I got some insights on this from watching horses. Horses weigh over half a ton
yet are quite agile. A common horse stopping strategy is to make a very tight
turn and lean way into the turn, which dumps forward momentum into the ground.
Much of the kinetic energy is spent bringing the horse back upright, trading
it for potential energy. (Horses can be taught a slide stop, but usually do a
turn stop on their own.)

You're going to have to consider at least two landings ahead. You'd like at
the first landing ahead to have two plans - one for continuing the run, and
one for stopping at the next footfall. As long as you have a plan to stop in
two footfalls, you can keep running without excessive risk. This starts to
look like a two-point boundary value problem in dynamics - you want an end
state with certain position and velocity values, and you get to tweak forces
and torques over time to get there. It's classic rocket science, trajectory
dynamics. Much work has gone into that, so there are known solutions.

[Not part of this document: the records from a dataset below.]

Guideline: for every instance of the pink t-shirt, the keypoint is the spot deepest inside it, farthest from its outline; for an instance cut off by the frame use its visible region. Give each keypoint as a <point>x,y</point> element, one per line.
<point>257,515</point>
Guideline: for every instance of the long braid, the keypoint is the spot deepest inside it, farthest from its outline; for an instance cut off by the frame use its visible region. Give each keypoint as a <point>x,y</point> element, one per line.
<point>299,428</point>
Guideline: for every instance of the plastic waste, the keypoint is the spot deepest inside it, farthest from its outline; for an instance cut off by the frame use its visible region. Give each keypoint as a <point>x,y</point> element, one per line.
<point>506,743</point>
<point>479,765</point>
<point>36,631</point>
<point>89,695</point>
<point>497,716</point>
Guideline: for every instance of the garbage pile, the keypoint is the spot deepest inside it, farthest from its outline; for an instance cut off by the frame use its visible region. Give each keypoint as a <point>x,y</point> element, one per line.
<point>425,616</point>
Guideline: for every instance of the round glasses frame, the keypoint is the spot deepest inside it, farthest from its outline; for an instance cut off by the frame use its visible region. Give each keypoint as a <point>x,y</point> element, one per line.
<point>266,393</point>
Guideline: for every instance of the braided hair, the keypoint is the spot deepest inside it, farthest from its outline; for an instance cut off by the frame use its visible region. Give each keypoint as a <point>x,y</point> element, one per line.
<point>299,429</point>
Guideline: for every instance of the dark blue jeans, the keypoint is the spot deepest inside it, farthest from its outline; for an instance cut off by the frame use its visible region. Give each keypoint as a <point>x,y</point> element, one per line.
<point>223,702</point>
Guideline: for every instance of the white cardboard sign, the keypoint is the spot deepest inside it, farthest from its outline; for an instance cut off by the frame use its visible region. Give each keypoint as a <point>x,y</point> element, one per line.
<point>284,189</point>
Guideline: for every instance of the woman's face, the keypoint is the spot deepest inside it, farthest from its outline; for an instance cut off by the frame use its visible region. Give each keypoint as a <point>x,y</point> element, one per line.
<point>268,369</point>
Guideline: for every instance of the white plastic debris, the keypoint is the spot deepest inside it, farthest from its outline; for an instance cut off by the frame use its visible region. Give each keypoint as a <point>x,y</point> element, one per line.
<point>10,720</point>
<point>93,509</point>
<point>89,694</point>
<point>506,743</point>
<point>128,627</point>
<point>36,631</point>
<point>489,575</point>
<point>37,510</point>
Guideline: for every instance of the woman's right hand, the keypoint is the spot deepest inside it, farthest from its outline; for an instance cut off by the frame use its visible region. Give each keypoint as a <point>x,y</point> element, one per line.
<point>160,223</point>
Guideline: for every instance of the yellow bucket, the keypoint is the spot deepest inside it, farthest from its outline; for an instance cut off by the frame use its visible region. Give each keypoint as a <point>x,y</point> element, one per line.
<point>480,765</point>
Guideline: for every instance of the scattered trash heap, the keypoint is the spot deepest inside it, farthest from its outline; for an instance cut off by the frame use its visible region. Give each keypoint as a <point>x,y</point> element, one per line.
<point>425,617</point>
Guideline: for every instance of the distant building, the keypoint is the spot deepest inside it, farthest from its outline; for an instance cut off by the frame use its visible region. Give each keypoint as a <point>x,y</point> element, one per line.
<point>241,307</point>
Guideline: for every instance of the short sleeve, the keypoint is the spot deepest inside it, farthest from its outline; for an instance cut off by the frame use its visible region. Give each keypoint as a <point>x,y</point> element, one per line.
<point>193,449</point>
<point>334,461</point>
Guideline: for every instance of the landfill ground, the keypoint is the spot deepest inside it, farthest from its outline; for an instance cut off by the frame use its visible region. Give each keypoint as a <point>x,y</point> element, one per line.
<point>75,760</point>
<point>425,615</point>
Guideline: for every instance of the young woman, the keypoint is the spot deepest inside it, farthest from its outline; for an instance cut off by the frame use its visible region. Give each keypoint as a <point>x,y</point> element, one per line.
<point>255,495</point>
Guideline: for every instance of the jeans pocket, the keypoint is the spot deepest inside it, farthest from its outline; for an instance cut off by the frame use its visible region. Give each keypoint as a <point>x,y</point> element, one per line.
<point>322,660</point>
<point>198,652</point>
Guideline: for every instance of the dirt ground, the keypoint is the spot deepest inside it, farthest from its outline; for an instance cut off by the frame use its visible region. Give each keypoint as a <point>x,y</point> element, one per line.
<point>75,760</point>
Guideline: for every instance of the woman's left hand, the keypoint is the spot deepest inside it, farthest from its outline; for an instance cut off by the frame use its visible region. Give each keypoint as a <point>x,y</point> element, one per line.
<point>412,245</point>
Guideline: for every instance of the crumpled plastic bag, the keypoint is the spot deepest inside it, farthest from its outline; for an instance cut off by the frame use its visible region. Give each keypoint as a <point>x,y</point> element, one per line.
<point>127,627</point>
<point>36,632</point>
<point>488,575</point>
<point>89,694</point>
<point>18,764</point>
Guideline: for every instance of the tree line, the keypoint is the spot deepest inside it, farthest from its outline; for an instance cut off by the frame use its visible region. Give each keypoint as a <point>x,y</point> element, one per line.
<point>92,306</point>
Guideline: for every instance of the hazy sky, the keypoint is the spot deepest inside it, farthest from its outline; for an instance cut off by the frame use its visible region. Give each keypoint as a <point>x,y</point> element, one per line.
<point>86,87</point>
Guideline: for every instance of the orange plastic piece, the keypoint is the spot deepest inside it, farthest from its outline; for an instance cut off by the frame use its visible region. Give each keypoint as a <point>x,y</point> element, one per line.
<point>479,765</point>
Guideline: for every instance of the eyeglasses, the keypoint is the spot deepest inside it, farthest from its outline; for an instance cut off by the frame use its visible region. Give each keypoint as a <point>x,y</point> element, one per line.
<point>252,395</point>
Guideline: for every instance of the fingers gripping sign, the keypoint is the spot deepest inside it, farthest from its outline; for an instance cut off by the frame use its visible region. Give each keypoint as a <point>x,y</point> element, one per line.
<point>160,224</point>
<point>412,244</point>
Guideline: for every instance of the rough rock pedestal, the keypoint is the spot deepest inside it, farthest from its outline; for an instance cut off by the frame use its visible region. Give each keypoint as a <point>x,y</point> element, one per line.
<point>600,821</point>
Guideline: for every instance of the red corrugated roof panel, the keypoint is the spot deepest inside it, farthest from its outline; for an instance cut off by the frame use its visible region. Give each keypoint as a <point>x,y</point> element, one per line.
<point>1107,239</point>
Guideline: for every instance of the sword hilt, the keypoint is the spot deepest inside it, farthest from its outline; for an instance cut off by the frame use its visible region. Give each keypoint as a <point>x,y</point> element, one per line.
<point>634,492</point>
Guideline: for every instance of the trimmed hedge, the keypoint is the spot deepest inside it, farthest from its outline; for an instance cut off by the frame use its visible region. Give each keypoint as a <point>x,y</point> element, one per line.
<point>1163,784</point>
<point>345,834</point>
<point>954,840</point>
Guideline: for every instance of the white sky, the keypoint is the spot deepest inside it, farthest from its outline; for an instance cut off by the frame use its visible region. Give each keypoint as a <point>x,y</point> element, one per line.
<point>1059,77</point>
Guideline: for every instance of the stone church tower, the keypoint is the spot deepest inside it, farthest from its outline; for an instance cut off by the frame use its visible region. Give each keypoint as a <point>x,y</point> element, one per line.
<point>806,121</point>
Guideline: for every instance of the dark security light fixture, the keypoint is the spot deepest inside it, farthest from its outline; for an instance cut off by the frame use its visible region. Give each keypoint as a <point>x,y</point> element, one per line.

I was trying to approach this using model-based feedforward adaptive control.
You have a predictive model of how the system is expected to behave, and you
run tests to tune it to match what happens. If a predictor is tracking well,
you invert its model and use it as a controller. You start with a dumb
predictor, and, in parallel, you run other predictors which have added
features. Those are evaluated, and you pick the winners and use them for
control, while trying for better predictors which work in a larger portion of
the input space. Predictor generation is semi-manual; you guess at what's
going to affect what, and let the system figure out how much coupling there
is.

This is similar to some forms of machine learning, but machine learning didn't
do much yet back in the 1990s. This could probably be made to work today. No
market, though.

[1] [http://www.animats.com/](http://www.animats.com/)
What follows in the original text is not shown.